The name of the islet at Island Bay is Tapu-te-ranga, which is also the name of Watchman Isle at Napier. This was the name of a particularly tapu place in the old homeland of the race, the lost land of Irihia.
The late Mr. Travers, in 1873, stated that he had seen a family of cave-dwelling Maori living near Seatoun. There were six or seven of them, and they seem to have utilized the cave as a summer residence. This cave is said to be less than a mile from the pilot-station.
Seatoun, it is said, was named after a place in Forfarshire that belonged to the Crawford family. The late Mr. J. C. Crawford changed the name of the peninsula in 1872, dropping the old name of Watt's Peninsula and adopting that of Miramar. Mr. James Watt, after whom it was named, landed some cattle on the peninsula in the early days of the settlement, but is said to have had no further connection with it. In E. J. Wakefield's Handbook for New Zealand, published in 1848, we read that two cattle-farms had been established on Watt's Peninsula—one called “Glendavar,” at the north end of the lake; the other, Tettcott Farm, among the hills at the south side of the peninsula. The former was established by Mr. J. C. Crawford in 1840, the later by Mr. Francis Molesworth, the farmhouse being constructed of stones rolled down from the surrounding hillsides. I believe that a portion of the stone walls is still in existence. The late Mr. James Taylor, of Tawa Flat, lived at Tettcott Farm at one time in the early days.

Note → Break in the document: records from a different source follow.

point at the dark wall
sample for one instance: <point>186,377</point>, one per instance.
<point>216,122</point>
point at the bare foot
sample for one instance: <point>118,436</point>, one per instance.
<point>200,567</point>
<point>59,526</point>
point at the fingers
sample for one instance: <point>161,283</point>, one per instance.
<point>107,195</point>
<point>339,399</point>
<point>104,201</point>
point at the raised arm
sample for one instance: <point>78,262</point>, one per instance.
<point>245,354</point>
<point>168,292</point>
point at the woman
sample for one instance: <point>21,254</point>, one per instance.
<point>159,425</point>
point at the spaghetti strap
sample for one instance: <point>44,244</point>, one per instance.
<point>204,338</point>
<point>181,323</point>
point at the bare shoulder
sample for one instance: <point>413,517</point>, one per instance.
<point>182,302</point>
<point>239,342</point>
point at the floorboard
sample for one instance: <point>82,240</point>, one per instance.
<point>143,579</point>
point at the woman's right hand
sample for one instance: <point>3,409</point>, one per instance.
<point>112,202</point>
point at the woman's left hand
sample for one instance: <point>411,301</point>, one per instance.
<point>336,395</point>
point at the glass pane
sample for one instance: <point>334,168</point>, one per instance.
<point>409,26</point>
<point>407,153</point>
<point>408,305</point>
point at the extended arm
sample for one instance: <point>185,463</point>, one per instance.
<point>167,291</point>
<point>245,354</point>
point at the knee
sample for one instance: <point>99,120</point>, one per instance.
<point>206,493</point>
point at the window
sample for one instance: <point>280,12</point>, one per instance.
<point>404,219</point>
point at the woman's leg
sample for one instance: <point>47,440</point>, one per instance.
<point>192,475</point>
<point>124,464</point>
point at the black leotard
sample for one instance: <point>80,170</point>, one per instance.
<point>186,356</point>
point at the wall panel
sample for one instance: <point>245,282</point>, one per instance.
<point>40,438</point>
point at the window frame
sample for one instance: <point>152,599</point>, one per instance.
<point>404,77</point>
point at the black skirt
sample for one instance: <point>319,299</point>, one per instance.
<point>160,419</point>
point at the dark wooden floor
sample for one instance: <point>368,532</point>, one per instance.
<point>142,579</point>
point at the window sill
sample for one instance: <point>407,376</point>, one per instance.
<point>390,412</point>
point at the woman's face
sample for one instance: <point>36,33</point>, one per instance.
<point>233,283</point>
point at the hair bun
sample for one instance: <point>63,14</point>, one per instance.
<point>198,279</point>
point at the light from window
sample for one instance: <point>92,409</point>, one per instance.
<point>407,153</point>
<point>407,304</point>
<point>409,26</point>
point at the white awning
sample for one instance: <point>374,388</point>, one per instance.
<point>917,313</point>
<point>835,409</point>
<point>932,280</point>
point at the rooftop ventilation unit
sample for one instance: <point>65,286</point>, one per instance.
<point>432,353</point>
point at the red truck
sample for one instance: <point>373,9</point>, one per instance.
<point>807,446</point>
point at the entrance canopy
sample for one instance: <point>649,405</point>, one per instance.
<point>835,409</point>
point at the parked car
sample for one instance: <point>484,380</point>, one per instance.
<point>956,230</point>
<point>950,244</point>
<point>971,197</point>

The remarks of Mr. Crawford on the finding of stumps and logs of forest-trees in the drained bed of Burnham Water seem to show that Miramar Flat has been under forest at some time in the past. Mr. Crawford was of the opinion that, after the disappearance of the forest, the wind scooped out the bed of Burnham Water. This is hardly probable; but sand-drift from the Lyall Bay side probably formed low sand-ridges or bars, and inland of these the waters of spring and storm became confined until a lagoon resulted. These waters destroyed the forest. It was in this way that ancient forests were destroyed north of Pae-kakariki, and the land between sand-ridges converted into water-logged swamps. When the forest on Miramar Flat was destroyed there were too many roots and stumps and too much humus in the soil for it to be affected by wind-action. The statement that forest containing totara and rimu grew on the Worser Bay face of Seatoun heights is a dubious one. The steep seaward slopes of this vicinity never supported heavy bush. When the early settlers arrived,
Miramar was covered with fern (Pteris) mixed with flax and small scrub, such as koromiko, tutu, &c. There was a patch of light bush in a gully at the head of Miramar Flat, and a few of the smaller trees at various other places. A number of karaka trees along the coast-line would certainly be protected by the Maori. A considerable number of them are still flourishing. Many interesting notes are contained in papers on Miramar Peninsula in volumes 5 and 17 of the Transactions of the New Zealand Institute.
We have now seen how Te Whanga-nui-a-Tara, or Port Nicholson, was discovered, explored, settled, and defended. We have seen how courageous neolithic sea-rovers, a thousand years ago, rode down six hundred leagues of rolling sea-roads in their string-tied craft, and opened up the Southern Ocean for all time. We have seen the later-coming adventurers from the far palm-clad isles of eastern Polynesia settle on Motu-kairangi, or Miramar Island, and look down from Te Whetu-kairangi, on the restless waves of Hine-moana and the fair landing of the Turanga-o-Kupe, or Seatoun foreshore. The changing centuries came and went for seven hundred years, until the day dawned when the sons of Tara and Ira saw on the waters of Raukawa the huge canoe of the pale-skinned sea-demons sailing over their ancient sea-roads.